The new registration policy applies across both e-commerce and physical retail. It also introduces a $500 fee per manufacturing site for the products, meaning products made in different overseas manufacturing sites will each have an additional one-time cost. The additional fee of $50 per product variant remains the same as before.
The shifts will allow companies to relaunch new shades more frequently, with cost per product offset by the longer validity of the license, Bindra pointed out. This makes it easier for smaller players to look more closely at the Indian market, he said, and give the Indian consumer more choices at lower costs than before.
The regulations also introduce a “new cosmetics” framework for products that use new ingredients.
“Now there is a regulatory framework to prove their safety as a new cosmetic.
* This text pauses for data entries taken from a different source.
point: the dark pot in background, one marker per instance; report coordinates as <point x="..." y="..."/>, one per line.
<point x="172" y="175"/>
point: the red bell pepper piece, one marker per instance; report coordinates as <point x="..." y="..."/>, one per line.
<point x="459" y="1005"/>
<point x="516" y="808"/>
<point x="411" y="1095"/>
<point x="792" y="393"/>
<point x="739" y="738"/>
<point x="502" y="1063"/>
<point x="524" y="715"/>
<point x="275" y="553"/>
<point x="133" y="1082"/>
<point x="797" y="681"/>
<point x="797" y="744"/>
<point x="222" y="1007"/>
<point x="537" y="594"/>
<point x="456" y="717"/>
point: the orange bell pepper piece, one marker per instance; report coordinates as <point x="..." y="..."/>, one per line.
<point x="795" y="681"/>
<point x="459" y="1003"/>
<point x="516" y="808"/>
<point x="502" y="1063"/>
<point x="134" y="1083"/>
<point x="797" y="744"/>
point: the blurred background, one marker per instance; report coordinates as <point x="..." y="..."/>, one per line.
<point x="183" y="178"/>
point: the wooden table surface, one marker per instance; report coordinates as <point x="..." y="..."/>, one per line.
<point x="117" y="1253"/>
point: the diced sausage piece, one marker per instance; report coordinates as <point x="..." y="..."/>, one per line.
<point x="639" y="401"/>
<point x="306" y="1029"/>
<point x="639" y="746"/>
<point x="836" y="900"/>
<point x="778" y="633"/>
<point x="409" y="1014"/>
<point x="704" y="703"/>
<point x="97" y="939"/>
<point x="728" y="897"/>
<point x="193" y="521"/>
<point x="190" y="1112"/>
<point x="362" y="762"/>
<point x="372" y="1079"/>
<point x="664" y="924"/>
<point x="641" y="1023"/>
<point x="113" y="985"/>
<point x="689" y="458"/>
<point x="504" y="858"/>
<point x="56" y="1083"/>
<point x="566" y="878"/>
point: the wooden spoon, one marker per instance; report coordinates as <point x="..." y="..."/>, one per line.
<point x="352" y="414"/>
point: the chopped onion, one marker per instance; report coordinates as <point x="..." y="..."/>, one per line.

That is a good thing for companies who invest in science, research and development, and makes it easier to bring a product into India which is progressive,” Bindra explained.
The new rules also allow a simplified way for brands to work with multiple importers in India, removing the difficulty of duplication of the entire regulatory process and formalities for the same products and brands. They also include more stringent labeling requirements and a six-month expiration date.